Mijn eerste rit was naar DAW in Schaijk. Heen ging prima. Maar terug liet de brommer het al afweten bij de rijksweg in Schaijk. Dus fietsen geblazen en het begon ook nog eens te regenen. Fietsen met een brommer is een aanslag op je leven. Twintig keer rond trappen is ongeveer twee meter vooruit. Dus dit werd lopen met de brommer aan de hand en een zware tas die om de vijftig meter onder de snelbinders dreigde te glippen. Als een verzopen kat kwam ik thuis waarop mijn vrouw opmerkte: ‘Je lijkt wel gek om op deze manier verder te gaan met dat fluiten’.
Gelukkig had ik als begeleider Dhr. Hugo Brinkman uit Oss. De vader van DESO-voetballer Tiny Brinkman en ons latere COVS-lid. Hugo was invalide en had dispensatie om met zijn Dafje op zondag te rijden. Toen ik naar RKTVC in Tiel moest stelde Hugo voor om mij in Uden op te halen en ook weer terug te brengen. Fantastisch aanbod was dat. Geen auto op de weg en op onze snelle rit van 50 km per uur konden we de wedstrijd mooi bespreken en analyseren.

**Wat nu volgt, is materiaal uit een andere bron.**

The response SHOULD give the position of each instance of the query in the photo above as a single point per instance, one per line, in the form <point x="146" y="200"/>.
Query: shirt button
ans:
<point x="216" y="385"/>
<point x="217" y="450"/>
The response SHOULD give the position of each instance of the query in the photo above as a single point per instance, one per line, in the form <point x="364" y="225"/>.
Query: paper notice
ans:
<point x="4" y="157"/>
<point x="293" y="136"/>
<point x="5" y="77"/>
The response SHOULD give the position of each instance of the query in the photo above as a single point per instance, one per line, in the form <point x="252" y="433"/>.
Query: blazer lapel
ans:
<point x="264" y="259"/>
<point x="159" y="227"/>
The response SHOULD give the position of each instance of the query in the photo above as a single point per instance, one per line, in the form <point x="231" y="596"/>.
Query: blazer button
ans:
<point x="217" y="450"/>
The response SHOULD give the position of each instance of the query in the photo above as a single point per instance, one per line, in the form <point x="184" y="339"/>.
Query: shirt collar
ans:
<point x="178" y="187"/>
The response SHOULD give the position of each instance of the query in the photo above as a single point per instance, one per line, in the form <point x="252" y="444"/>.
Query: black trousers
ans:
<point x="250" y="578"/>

Zoals jullie zien, het scheidsrechteren in die tijd ging ook niet over rozen. Niet op het veld, maar zelfs ernaartoe was problematisch. Misschien is dit verhaal een kleine pleister op de wonde in deze vervelende tijd. Laten we hopen dat snel weer alles naar het oude gaat. En het ziet er goed uit met een vaccin op komst. Zodat we weer kunnen genieten van onze mooie hobby en later kunnen zeggen: weet je nog…. toen er een pandemie was!
Een fijne en mooie feestmaand toegewenst.